Di dalam proyek ini, BUMN Rusia Zarubezhneft melalui anak usahanya ZN Asia Ltd mengempit 50 persen hak partisipasi proyek Lapangan Tuna, adapun 50 persen dimiliki oleh Harbour Energy.
"Tadinya ZN sebagai partner 50:50 itu terpaksa harus mundur, karena kalau tidak, tidak bisa jalan lah project ini," ucap dia
Dikatakan Nanang, rencanannya Blok Tuna bakal dijual ke Vietnam. Hal itu dilihat berdasarkan kebutuhan pasar domestik dengan jarak Vietnam lebih dekat.
Baca juga: SKK Migas Gencar Cari Investor, Antisipasi Status Indonesia Jadi Net Importir di 2042
"Kenapa ke Vietnam? karena jarak kalau ditarik ke Indonesia, kebutuhan pasar domestik itu 600 km, tapi kalau ditarik kepada eksisting production facilities yang ada itu hanya kira-kira 20 km. Itu yang menjadi pilihan," ungkap Nanang.

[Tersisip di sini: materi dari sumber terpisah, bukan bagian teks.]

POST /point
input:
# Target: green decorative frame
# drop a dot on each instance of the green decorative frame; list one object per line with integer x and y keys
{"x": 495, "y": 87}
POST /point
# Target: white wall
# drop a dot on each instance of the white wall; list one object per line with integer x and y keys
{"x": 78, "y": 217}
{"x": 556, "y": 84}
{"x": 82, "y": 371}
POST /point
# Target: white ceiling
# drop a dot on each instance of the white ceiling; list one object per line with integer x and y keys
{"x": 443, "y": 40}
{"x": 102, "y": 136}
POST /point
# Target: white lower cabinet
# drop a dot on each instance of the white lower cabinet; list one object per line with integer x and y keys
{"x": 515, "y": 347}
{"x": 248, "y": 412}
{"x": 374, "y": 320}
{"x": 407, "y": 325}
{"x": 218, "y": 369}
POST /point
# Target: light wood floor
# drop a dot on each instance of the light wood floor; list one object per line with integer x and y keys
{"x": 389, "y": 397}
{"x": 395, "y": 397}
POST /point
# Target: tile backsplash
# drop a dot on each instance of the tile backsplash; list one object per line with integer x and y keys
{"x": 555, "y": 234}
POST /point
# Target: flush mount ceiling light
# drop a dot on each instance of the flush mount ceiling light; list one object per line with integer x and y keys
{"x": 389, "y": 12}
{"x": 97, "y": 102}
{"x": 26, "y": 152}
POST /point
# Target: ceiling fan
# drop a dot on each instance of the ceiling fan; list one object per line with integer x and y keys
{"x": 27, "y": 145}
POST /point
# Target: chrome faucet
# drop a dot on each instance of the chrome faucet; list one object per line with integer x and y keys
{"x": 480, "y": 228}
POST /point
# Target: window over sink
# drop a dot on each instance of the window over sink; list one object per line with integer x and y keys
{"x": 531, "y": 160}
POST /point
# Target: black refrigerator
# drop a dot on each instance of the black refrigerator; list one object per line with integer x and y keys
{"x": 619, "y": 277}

Baca juga: SKK Migas: Pengembangan Lapangan Migas Perlu Dipercepat Untuk Penuhi Kebutuhan Domestik
"Kebetulan kita juga punya bilateral yang bagus dengan Vietnam. G to G dulu nanti diselesaikan baru kita B to B nya. Tapi saya optimistis G to G nggk ada masalah di satu sisi Vietnam butuh gas, kita punya gas, kita supply, tergantung nanti B to B nya harganya cocok," imbuhnya.